A basic requisite of due process of law is the opportunity to be heard, and the hearing must be at a meaningful time and in a meaningful manner. Armstrong v. Manzo, 380 U.S. 545, 552, *404 85 S. Ct. 1187, 14 L. Ed. 2d 62 (1965); Desmond v. Hachey, 315 F. Supp. 328 (S.D.Me.1970). In Fuentes v. Shevin and Parham v. Cortese, 407 U.S. 67, 92 S. Ct. 1983, 32 L. Ed. 2d 556 (1972), the Court decided that the Florida and Pennsylvania replevin provisions were invalid under the Fourteenth Amendment since they work a deprivation of property without due process of law by denying the right to a prior opportunity to be heard before chattels are taken from the possessor. See Sniadach v. Family Finance Corp., 395 U.S. 337, 89 S. Ct. 1820, 23 L. Ed. 2d 349 (1969) and Goldberg v. Kelly, 397 U.S. 254, 90 S. Ct. 1011, 25 L. Ed. 2d 287 (1970). In Sniadach Wisconsin's prejudgment garnishment of wages procedure, without notice and a prior hearing, was held to be violative of procedural due process. Goldberg mandated a pretermination evidentiary hearing before public assistance could be terminated. As stated in Fuentes and Parham, supra:

 
"For more than a century the central meaning of procedural due process has been clear: `Parties whose rights are to be affected are entitled to be heard; and in order that they may enjoy that right they must be notified.' (citations omitted). It is equally fundamental that the right to notice and an opportunity to be heard `must be granted at a meaningful time and in a meaningful manner.'
 
(citation omitted).
 
. . . . . .
 
If the right to notice and a hearing is to serve its full purpose, then, it is clear that it must be granted at a time when the deprivation can still be prevented." 407 U.S. at 80, 92 S. Ct. at 1994.

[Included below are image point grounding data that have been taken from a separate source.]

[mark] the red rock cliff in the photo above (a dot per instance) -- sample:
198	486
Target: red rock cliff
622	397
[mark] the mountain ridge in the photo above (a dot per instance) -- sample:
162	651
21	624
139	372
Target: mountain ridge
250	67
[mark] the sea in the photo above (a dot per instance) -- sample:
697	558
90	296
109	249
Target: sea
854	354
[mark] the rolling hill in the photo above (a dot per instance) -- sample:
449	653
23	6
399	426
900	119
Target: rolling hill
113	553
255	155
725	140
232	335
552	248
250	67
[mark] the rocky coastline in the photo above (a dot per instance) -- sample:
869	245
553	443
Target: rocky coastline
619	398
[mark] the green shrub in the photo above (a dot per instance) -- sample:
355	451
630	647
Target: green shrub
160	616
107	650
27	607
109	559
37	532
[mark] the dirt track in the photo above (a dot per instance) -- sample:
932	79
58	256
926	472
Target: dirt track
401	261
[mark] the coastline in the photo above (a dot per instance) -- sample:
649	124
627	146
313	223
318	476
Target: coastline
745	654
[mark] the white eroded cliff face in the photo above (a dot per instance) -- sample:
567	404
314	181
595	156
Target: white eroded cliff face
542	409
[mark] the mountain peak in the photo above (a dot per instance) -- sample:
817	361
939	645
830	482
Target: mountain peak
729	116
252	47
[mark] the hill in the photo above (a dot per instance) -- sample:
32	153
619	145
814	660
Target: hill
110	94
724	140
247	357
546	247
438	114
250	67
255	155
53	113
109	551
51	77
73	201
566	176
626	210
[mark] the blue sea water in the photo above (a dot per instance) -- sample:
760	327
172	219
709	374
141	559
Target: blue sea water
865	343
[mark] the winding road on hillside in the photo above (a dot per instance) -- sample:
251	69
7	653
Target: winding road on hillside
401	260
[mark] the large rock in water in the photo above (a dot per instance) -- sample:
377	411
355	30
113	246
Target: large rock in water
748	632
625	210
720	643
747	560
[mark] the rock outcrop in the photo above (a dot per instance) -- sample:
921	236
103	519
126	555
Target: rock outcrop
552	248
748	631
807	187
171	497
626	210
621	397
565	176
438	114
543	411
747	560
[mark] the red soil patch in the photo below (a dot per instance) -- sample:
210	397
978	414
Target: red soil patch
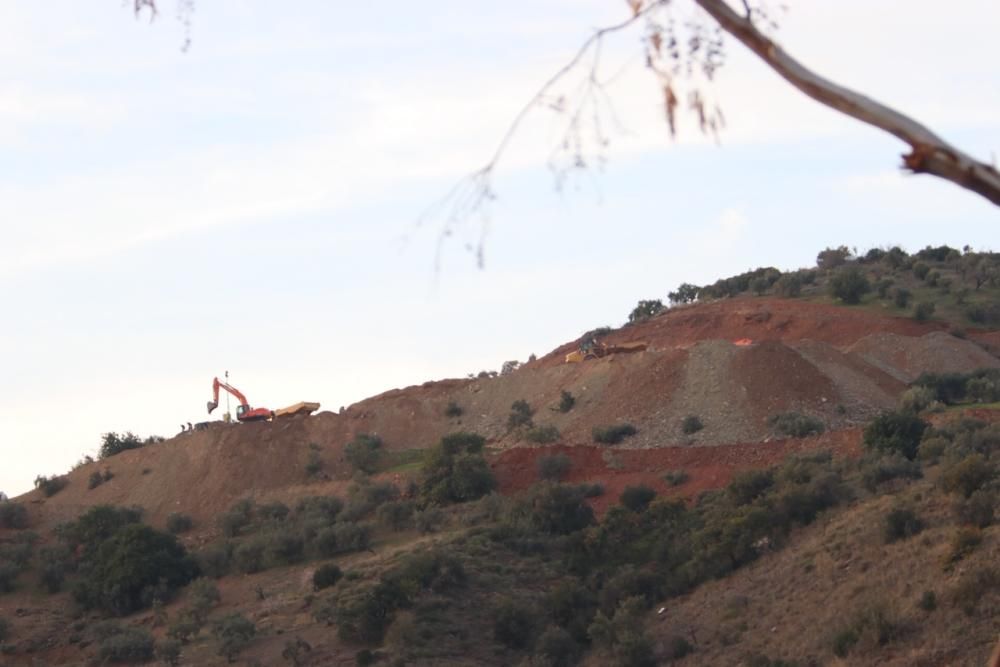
709	467
757	319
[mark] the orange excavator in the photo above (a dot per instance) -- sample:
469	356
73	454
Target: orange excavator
244	412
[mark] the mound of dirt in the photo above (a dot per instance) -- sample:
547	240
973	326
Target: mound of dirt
842	365
906	357
757	319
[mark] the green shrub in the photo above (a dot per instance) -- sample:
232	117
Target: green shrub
98	524
676	477
168	651
326	575
878	471
520	415
978	509
128	645
553	467
324	509
849	284
964	542
274	511
455	471
284	547
796	424
985	314
428	520
179	523
968	475
897	432
342	537
612	435
747	485
559	509
13	515
637	498
691	424
542	434
124	572
917	399
364	452
234	633
558	647
296	652
112	443
883	286
397	515
931	449
973	586
686	293
237	518
203	595
678	647
514	624
185	627
789	285
50	486
901	523
832	258
215	560
923	311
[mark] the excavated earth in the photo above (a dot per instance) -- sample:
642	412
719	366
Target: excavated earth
840	365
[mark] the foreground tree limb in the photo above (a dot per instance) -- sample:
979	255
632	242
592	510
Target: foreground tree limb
929	153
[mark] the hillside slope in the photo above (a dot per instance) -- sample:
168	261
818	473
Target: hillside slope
840	366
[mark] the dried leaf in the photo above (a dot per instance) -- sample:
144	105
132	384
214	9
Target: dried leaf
670	106
657	40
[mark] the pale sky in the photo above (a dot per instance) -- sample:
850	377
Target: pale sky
250	204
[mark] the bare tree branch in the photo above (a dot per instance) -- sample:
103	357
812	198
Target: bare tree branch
929	154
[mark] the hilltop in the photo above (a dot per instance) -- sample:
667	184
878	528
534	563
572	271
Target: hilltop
733	379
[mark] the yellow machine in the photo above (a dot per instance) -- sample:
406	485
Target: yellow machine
594	350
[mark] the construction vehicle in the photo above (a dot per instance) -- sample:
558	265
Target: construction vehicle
244	412
593	349
300	408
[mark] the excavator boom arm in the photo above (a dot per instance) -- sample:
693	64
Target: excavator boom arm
216	385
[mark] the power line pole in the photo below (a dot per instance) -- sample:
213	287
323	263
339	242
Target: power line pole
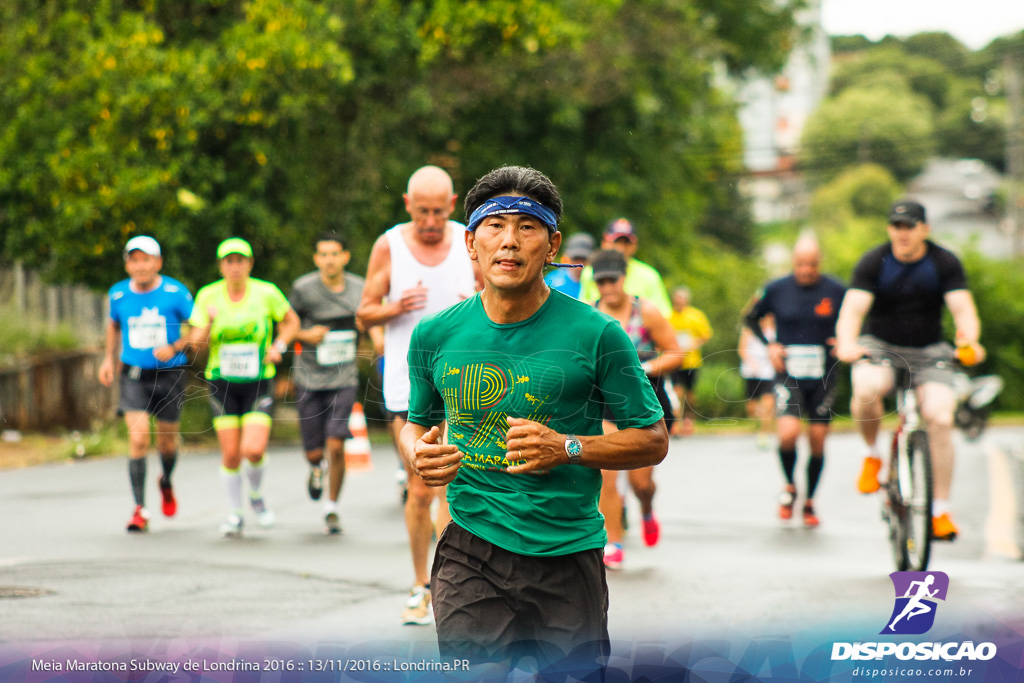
1015	150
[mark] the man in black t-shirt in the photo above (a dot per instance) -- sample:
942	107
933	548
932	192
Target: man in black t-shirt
805	305
897	293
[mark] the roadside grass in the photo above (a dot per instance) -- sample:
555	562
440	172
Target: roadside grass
20	335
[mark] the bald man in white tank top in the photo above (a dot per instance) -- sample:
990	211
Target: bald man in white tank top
417	268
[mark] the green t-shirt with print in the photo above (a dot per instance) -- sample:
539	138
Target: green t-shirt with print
242	331
560	368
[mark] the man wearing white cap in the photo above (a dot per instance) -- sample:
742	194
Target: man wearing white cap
147	311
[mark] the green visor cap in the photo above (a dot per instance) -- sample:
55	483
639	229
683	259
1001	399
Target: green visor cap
235	246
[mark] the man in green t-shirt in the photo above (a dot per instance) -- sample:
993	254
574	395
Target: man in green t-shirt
521	375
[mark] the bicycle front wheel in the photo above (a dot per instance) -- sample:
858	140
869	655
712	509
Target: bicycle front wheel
915	487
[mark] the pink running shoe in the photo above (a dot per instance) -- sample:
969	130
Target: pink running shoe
612	556
651	530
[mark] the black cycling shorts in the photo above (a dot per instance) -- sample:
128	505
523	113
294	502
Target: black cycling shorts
157	392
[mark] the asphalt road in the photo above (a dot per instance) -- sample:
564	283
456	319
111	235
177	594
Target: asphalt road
725	564
953	193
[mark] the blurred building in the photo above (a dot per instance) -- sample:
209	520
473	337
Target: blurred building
773	111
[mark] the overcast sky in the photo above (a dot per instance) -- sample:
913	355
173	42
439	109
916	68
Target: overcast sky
974	23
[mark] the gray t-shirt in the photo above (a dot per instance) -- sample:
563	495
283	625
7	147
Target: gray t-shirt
331	365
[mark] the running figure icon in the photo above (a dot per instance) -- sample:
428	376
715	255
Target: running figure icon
915	605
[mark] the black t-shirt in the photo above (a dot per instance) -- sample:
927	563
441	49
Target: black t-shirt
908	297
803	314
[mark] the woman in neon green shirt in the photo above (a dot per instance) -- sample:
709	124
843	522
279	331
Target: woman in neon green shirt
236	316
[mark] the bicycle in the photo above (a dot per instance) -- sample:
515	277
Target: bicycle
907	505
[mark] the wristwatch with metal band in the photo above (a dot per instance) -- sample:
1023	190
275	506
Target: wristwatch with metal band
573	449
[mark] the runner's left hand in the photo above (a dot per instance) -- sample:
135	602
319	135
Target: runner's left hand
165	353
535	446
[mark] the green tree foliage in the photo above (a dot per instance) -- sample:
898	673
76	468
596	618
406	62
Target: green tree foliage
884	122
941	47
996	287
848	215
195	120
964	89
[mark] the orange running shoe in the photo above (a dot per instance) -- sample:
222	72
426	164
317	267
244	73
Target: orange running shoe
943	527
868	481
139	520
785	502
651	530
810	519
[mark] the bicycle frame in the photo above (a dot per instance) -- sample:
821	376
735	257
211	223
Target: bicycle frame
909	488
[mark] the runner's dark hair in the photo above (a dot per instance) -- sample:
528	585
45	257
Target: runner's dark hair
330	236
514	180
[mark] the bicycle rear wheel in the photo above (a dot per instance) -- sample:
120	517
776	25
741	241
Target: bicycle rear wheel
914	477
895	513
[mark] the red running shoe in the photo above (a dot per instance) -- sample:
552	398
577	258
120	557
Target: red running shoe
785	502
170	504
810	519
651	530
139	520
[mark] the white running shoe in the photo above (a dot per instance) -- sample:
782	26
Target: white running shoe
264	515
231	528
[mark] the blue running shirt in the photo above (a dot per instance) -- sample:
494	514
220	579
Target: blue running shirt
150	321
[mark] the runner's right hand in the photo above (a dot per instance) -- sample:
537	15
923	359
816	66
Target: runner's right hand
435	463
107	373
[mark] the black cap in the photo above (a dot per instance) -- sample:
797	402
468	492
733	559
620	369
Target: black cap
580	246
608	263
906	211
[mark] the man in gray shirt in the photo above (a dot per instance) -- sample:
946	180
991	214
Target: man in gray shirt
326	376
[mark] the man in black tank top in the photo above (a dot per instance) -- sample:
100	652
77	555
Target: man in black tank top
896	299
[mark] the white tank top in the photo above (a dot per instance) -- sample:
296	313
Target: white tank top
448	284
757	365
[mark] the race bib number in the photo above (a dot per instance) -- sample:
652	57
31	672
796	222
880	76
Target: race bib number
805	361
338	347
240	360
147	330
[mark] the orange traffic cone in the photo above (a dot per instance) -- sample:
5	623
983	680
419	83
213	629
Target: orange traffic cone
357	447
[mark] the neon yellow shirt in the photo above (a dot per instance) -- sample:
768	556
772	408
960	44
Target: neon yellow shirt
641	281
692	329
241	332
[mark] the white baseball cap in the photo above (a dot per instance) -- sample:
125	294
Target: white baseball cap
144	244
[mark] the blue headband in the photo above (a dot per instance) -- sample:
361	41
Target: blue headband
513	205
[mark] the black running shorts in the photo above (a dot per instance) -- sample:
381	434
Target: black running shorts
238	398
809	399
158	392
324	414
495	605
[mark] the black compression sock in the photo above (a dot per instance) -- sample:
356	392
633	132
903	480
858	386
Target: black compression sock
814	467
788	460
136	473
168	461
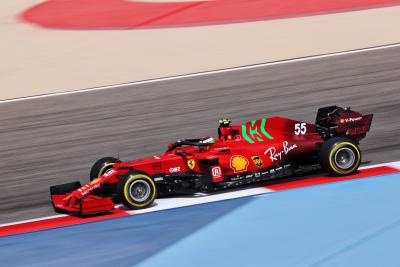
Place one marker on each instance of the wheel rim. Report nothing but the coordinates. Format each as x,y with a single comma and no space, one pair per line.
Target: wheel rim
345,158
139,190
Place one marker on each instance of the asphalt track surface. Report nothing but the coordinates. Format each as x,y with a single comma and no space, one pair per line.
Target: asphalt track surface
54,140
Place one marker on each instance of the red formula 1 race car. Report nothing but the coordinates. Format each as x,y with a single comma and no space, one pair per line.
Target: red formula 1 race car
259,150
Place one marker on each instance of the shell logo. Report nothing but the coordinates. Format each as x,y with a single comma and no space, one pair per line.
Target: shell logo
239,163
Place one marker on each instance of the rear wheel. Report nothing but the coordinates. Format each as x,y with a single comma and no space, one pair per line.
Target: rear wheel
101,166
340,156
136,190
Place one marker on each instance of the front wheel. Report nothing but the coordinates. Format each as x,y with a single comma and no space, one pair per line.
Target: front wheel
136,190
340,156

Since Rule 917 now provides for prior notice to be given to a person who is to be taken into custody and an opportunity is given to challenge the arrest at a hearing, we hold that a writ of capias ad respondendum may be used by the City of Philadelphia to enforce collection of fines and penalties.

Our decision is not addressed to the constitutional validity of the Acts nor to Rule 1481 of the Pa.R.Civ.P. but to the constitutional infirmities of Rule 917 of the Court of Common Pleas of Philadelphia County. This is not to say that the Court of Common Pleas may not draft a rule that would properly implement the capias Acts and Rule 1481 of the Supreme Court. It appears that the proposed amendment would adequately serve that purpose, but that issue is not before us.

We therefore conclude:

(a) That the Pennsylvania Acts of Assembly, 12 P.S. § 171 et seq., relating to the commencement of actions by a capias ad respondendum to enforce the collection of penalties and fines and Rule 1481 of the Pa.R.Civ.P. do not violate the Equal Protection Clause of the Fourteenth Amendment to the Federal Constitution and the Eighth Amendment proscription against excessive bail.

(b) That the amendment to Rule 917 of the Court of Common Pleas of Philadelphia County provides procedural due process and thus is constitutionally valid.

The foregoing shall be deemed our Findings of Fact and Conclusions of Law.